Data was collected during 2017-2019 to determine the tree vigor. Trees were de-fruited after planting to promote better root system establishment. The first cropping occurred in 2019 and trees were harvested four times between July 12th and July 23rd. Our preliminary results on trunk cross sectional area (TCSA) indicate that ‘MP-29’ grafted trees were the smallest, while trees on ‘Guardian’ were the largest (Table 1; Figure 2). Trees on ‘Guardian’ produced the highest total yield per tree, while trees on ‘MP-29’ had the highest yield efficiency. Trees grafted on ‘Controller 6’ produced the largest fruit size of 276 g on average (Figure 1 B), and only ‘Rootpac 20’ trees had fruit size smaller than the ‘Cresthaven’ fruit size on ‘Guardian.’ Our data also suggests all tested rootstocks advanced crop maturity of ‘Cresthaven’ peach in comparison with ‘Guardian’ and ‘Lovell’ grafted trees. Studies will continue to evaluate the yield efficiency, profitability and overall rootstock feasibility for establishment of higher-density peach orchards in Alabama.

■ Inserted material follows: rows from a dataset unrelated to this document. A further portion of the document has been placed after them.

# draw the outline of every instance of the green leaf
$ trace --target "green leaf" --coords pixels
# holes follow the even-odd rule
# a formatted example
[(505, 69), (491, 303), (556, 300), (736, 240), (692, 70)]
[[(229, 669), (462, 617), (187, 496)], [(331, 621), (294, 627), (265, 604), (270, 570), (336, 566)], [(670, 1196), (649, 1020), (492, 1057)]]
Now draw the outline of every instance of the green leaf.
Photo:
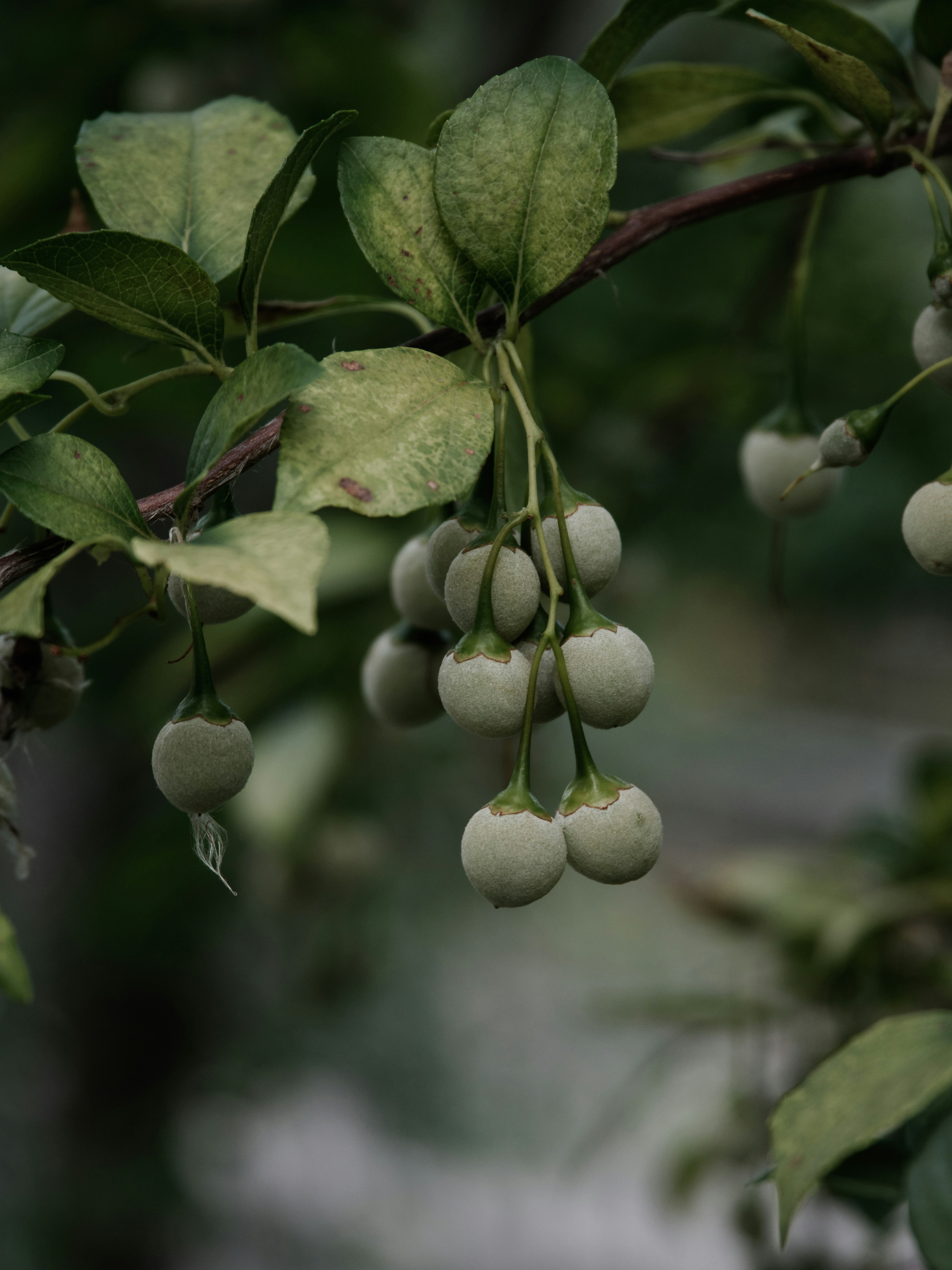
[(452, 240), (433, 196), (435, 155), (393, 137), (352, 137), (338, 185), (357, 244), (381, 278), (433, 321), (476, 331), (484, 281)]
[(33, 980), (17, 942), (17, 931), (5, 913), (0, 913), (0, 992), (24, 1006), (33, 1001)]
[(105, 546), (114, 551), (124, 550), (124, 541), (113, 537), (84, 538), (74, 542), (58, 556), (50, 560), (29, 578), (25, 578), (13, 591), (5, 591), (0, 596), (0, 631), (11, 635), (29, 635), (30, 639), (42, 639), (46, 631), (46, 612), (43, 610), (43, 597), (46, 588), (56, 574), (70, 560), (75, 559), (89, 547)]
[(80, 437), (44, 432), (0, 455), (0, 490), (37, 525), (63, 538), (149, 537), (112, 458)]
[(579, 58), (589, 75), (605, 88), (614, 84), (619, 71), (656, 30), (685, 13), (715, 8), (715, 0), (627, 0), (618, 13), (595, 36)]
[(301, 182), (314, 174), (310, 163), (329, 137), (357, 118), (357, 110), (338, 110), (329, 119), (315, 123), (301, 133), (294, 149), (281, 165), (281, 170), (272, 178), (270, 184), (258, 199), (251, 224), (248, 227), (245, 240), (245, 258), (241, 262), (239, 274), (239, 301), (245, 315), (248, 329), (256, 325), (258, 292), (261, 286), (261, 274), (268, 260), (274, 236), (278, 232), (287, 210), (294, 198)]
[(514, 318), (584, 259), (608, 216), (614, 110), (566, 57), (484, 84), (443, 126), (435, 192), (447, 229)]
[(952, 52), (952, 6), (948, 0), (919, 0), (913, 18), (915, 47), (942, 66), (946, 53)]
[(202, 480), (265, 410), (321, 373), (320, 363), (297, 344), (270, 344), (240, 362), (198, 422), (175, 514), (184, 513)]
[(48, 291), (27, 282), (13, 269), (0, 267), (0, 329), (17, 335), (36, 335), (72, 309)]
[[(718, 17), (740, 18), (748, 3), (749, 0), (736, 0), (718, 10)], [(939, 3), (944, 4), (944, 0)], [(758, 9), (778, 22), (790, 23), (810, 39), (849, 53), (887, 79), (911, 89), (909, 67), (900, 51), (875, 22), (853, 9), (845, 9), (833, 0), (764, 0), (758, 4)]]
[(803, 1196), (842, 1160), (952, 1086), (952, 1011), (882, 1019), (820, 1063), (770, 1118), (781, 1237)]
[(929, 1270), (952, 1270), (952, 1116), (913, 1161), (906, 1179), (909, 1224)]
[(176, 246), (93, 230), (41, 239), (3, 263), (119, 330), (221, 357), (218, 288)]
[(655, 62), (619, 79), (611, 98), (618, 119), (618, 149), (638, 150), (697, 132), (725, 110), (776, 99), (783, 85), (744, 66)]
[(274, 505), (405, 516), (462, 498), (493, 441), (481, 380), (419, 348), (334, 353), (292, 396)]
[[(80, 128), (76, 165), (109, 229), (171, 243), (217, 282), (241, 264), (255, 204), (294, 141), (270, 105), (226, 97), (190, 112), (100, 114)], [(312, 188), (305, 173), (286, 220)]]
[(796, 48), (844, 110), (862, 119), (871, 132), (881, 136), (886, 131), (892, 118), (892, 98), (866, 62), (850, 57), (849, 53), (842, 53), (829, 44), (821, 44), (817, 39), (805, 36), (802, 30), (796, 30), (783, 22), (774, 22), (755, 9), (748, 9), (748, 15), (757, 18)]
[(330, 540), (324, 521), (300, 512), (254, 512), (204, 530), (192, 542), (138, 540), (133, 554), (188, 582), (254, 599), (305, 635), (317, 630), (317, 582)]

Table 1. Rootstock Effect on Yield Efficiency and Vigor of 'Cresthaven' Peach
|Rootstock||Mean fruit weight (g)||Total yield/tree (kg)||TCSA (cm2)||Yield efficiency (kg/cm2)||Number of suckers/tree|
|Controller 6||276.0 a||7.1 cd||36.0 cd||0.2 b||0.0 b|
|Controller 7||225.2 bc||5.2 d||35.9 cd||0.1 c||0.1 b|
|Controller 8||238.2 b||7.8 cd||40.7 c||0.2 b||0.1 b|
|Guardian||212.4 bc||15.6 a||70.5 a||0.2 b||2.8 b|
|Lovell||229.9 bc||14.6 ab||58.7 ab||0.2 b||0.8 b|
|MP-29||222.8 bc||10.2 bc||25.0 e||0.4 a||0.6 b|
|Rootpac 20||203.0 c||10.1 bc||47.3 bc||0.2 b||8.8 a|
|Rootpac 40||233.0 bc||3.0 d||27.0 de||0.1 c||0.1 b|
Study Will Provide Useful Information
Knowledge generated through this study can help Alabama producers to establish higher density peach orchards utilizing semi-dwarf and dwarf rootstocks that provide higher yield efficiency combined with improved fruit quality and pest resistance.
The maximum light interception provided by the perpendicular V training system allows for crop precocity and improved fruit quality. The tree uniformity provided by the training system also helps to facilitate dormant pruning, fruit thinning practices, and fruit harvest. We predict there will be labor savings by utilizing the system due to less time needed to prune a single tree, easy access to the fruit at harvest, and to the flowers at thinning. We are planning to collect additional measurements to compare reductions in labor requirements provided by the rootstock. Disease resistant rootstocks tested in this study can significantly improve production sustainability by increasing the longevity of the orchard and reducing the need for the grower to replace dead and sick unproductive trees or to replace the entire orchard prematurely.
The long terms impacts of this study to our fruit producers will include facilitation of mechanization of multiple orchard operations, including pruning, thinning for crop load adjustment, and harvesting of the crop.